2. Spiramycin - Has anti-toxoplasma effects and can pass through the placenta. Pregnant women can take 3g orally per day, with the concentration in umbilical cord blood being 3-5 times higher. It is believed that the use of spiramycin can reduce fetal congenital infection by 50-70%. This Yaodui has no adverse effects on the fetus and is suitable for treatment during pregnancy. The treatment method often alternates with sulfadiazine and pyrimethamine, with a course of 20-30 days. Congenital toxoplasmosis requires 2-4 courses of pyrimethamine-sulfadiazine, with a one-month interval between courses, during which spiramycin is used, with a dose of 100mg/kg per day. Medication can be stopped after one year of age and resumed during acute episodes.

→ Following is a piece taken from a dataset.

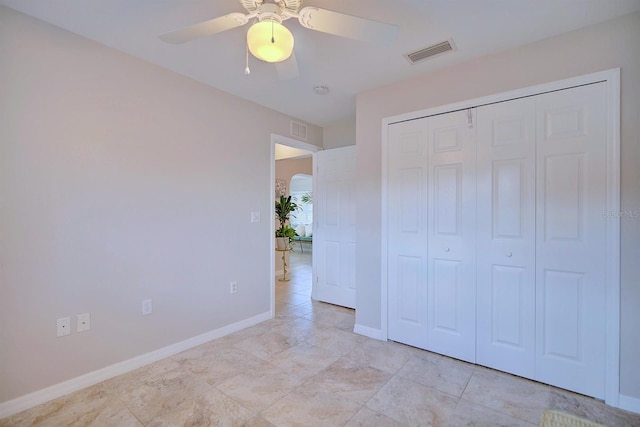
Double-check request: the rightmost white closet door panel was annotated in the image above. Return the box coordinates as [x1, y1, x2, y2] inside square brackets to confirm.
[535, 83, 607, 398]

Recently, there have been reports that the compound formula of co-trimoxazole is particularly effective against intracellular toxoplasma and easily passes through the placenta, with better efficacy for fetal toxoplasma infection than spiramycin. Its toxicity to humans is significantly lower than that of pyrimethamine-sulfonamides.

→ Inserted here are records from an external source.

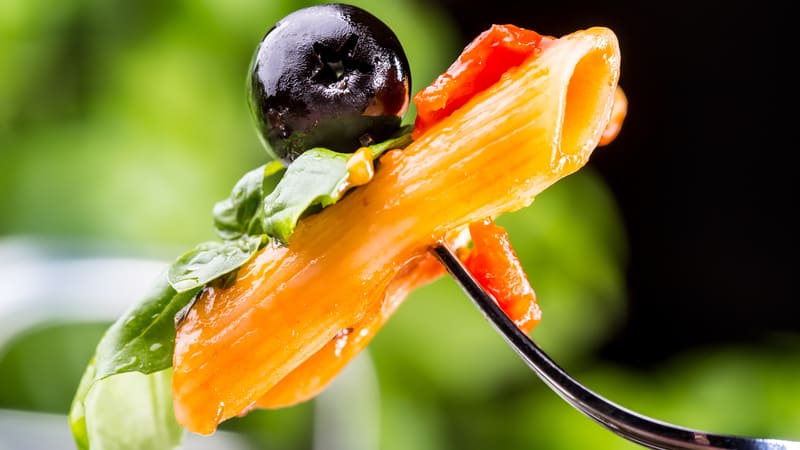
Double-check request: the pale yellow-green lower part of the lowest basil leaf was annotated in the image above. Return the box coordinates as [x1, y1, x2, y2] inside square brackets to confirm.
[69, 363, 183, 450]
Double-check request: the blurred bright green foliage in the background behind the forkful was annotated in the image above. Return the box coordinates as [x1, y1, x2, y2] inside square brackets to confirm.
[0, 0, 800, 450]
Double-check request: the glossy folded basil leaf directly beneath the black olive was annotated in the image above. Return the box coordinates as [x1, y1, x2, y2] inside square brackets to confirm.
[263, 128, 411, 244]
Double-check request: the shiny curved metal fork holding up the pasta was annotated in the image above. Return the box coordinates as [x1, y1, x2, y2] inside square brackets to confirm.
[432, 244, 800, 450]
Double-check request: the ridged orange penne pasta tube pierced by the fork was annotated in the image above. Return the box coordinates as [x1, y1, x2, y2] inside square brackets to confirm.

For toxoplasmic chorioretinitis, pyrimethamine-sulfadiazine should be used first for 20-30 days, followed by spiramycin combined with corticosteroid prednisone at 1-2mg/kg per day until the inflammatory lesions are absorbed, gradually reducing the dose to discontinuation to avoid clinical rebound.

bubble_chart Prevention

Prevention should be implemented for immunodeficient children and seronegative pregnant women. The main measures include proper management of human and animal feces to prevent food contamination by oocysts, avoiding consumption of undercooked meat, eggs, dairy products, and washing hands before meals. Early serological testing for antibodies in pregnant women can alert seronegative pregnant women to take preventive measures seriously to protect the fetus from infection. If the fetus is already infected, termination of pregnancy may be considered.